Ancien technicien de son du défunt Spectrum, Ian Kelly fait paraître un premier album en 2006, Insecurity. Mitonné dans son appartement montréalais, l’opus propose une collection de pièces pop-folk aux accents tantôt acoustiques, tantôt électroniques. C’est à l’automne 2008 que le multi-instrumentiste livre son successeur, Speak Your Mind. Truffé d’arrangements soignés et d’ambiances feutrées, l’album précise davantage le style d’Ian Kelly : entre élans électro chaleureux et folk étoffé. « Lorsque j’ai composé ces chansons, je n’avais que ça à faire pendant un an.
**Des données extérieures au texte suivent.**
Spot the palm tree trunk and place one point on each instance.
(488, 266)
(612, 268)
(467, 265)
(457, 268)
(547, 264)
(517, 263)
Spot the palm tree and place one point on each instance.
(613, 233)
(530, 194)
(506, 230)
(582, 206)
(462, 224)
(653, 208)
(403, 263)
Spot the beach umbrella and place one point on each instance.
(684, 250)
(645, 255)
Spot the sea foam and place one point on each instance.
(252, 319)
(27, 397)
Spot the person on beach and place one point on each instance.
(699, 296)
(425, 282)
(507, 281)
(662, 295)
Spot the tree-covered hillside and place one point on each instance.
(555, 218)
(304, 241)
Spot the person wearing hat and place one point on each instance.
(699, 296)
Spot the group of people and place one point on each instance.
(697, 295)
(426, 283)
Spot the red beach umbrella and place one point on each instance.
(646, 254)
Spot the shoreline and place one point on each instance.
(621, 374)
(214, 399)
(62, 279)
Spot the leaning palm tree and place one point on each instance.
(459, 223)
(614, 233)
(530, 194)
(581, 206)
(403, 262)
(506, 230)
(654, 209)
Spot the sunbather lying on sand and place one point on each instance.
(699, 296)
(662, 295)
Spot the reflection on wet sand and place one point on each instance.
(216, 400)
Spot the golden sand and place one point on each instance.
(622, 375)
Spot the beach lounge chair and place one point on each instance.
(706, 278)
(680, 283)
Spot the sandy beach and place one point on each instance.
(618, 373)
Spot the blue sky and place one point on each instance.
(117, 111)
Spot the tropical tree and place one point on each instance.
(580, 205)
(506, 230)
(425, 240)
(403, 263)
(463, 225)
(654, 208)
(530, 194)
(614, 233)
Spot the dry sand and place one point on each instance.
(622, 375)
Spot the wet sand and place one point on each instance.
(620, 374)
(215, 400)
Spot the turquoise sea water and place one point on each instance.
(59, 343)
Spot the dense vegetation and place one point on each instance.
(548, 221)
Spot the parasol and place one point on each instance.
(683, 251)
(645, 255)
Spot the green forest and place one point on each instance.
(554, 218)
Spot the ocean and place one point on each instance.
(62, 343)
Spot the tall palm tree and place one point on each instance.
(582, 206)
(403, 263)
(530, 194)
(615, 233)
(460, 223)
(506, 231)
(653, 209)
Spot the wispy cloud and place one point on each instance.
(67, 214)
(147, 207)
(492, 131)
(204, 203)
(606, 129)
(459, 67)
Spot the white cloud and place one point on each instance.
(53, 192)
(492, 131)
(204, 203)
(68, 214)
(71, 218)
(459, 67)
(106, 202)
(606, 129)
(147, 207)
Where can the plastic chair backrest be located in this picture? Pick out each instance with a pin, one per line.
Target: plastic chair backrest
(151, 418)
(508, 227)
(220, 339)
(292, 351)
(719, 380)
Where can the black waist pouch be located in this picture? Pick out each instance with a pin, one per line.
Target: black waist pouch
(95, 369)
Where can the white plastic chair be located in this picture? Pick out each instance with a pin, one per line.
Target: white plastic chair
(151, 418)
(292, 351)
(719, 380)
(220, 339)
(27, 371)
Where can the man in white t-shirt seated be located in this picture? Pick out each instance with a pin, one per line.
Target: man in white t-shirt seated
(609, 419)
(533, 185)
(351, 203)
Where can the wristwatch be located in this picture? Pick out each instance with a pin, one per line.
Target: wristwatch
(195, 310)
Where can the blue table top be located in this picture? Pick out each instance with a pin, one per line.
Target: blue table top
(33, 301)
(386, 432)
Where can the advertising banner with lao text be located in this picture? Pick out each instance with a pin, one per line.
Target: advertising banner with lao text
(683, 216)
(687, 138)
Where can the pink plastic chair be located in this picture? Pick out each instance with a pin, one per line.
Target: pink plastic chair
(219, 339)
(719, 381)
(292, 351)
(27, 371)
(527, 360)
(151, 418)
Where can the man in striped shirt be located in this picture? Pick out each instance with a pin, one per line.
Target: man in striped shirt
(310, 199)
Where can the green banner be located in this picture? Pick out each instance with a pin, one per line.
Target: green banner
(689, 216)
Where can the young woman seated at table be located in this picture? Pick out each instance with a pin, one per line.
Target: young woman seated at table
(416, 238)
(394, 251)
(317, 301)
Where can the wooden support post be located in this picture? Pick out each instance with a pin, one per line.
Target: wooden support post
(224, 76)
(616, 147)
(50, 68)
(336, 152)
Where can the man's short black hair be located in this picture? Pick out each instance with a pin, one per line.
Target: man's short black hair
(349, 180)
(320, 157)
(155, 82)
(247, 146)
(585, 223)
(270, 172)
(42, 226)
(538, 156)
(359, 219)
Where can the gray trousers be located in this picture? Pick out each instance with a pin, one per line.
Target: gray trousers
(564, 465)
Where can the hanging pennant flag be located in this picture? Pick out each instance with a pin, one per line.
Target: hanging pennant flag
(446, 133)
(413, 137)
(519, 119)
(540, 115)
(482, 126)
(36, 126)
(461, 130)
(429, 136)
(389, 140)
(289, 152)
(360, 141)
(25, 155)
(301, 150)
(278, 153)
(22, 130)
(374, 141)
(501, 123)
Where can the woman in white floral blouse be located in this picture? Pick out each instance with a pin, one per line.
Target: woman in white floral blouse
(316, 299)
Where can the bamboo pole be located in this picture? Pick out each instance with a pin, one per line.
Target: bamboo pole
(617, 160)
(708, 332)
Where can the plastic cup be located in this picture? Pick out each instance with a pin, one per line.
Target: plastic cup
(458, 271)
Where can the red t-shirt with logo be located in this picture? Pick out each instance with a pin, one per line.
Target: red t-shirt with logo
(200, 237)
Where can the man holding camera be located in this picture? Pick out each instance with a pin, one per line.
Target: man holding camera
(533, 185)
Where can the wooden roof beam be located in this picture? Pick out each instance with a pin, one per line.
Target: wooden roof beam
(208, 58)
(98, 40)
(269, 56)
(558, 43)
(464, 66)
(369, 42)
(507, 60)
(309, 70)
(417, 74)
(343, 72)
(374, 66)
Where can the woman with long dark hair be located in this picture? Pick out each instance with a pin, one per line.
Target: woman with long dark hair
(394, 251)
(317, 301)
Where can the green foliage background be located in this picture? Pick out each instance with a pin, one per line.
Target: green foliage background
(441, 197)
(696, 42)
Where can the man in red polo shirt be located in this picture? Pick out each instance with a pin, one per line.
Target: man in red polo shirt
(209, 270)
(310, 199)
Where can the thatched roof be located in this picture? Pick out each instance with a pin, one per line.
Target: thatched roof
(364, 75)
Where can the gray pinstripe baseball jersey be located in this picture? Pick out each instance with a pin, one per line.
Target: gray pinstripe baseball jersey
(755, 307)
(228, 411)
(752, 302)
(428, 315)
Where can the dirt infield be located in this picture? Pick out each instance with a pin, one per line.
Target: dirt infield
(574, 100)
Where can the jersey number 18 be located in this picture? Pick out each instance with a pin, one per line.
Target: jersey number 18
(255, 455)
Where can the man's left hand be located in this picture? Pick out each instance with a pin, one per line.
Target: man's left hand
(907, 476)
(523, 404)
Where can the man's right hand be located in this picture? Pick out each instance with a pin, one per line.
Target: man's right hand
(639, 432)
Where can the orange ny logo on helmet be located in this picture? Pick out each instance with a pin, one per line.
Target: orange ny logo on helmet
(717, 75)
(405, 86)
C’était un emploi à temps plein. Pour Insecurity, je travaillais à temps perdu ou lors de journées de congé. Je ne me disais pas que j’allais créer un disque complet. J’enregistrais des chansons à mon rythme et je ne savais pas ce que j’allais en faire. J’habitais en ville et je n’avais pas de vraie batterie. Cela a défini le son de l’album. Avec Speak Your Mind, j’avais un budget et de l’aide de la part d’une compagnie de disque (Audiogram). J’ai pris mon temps. C’est beaucoup plus peaufiné. Cela dit, je ne dirais pas que c’est un meilleur disque que le premier. C’est simplement différent, » précise-t-il.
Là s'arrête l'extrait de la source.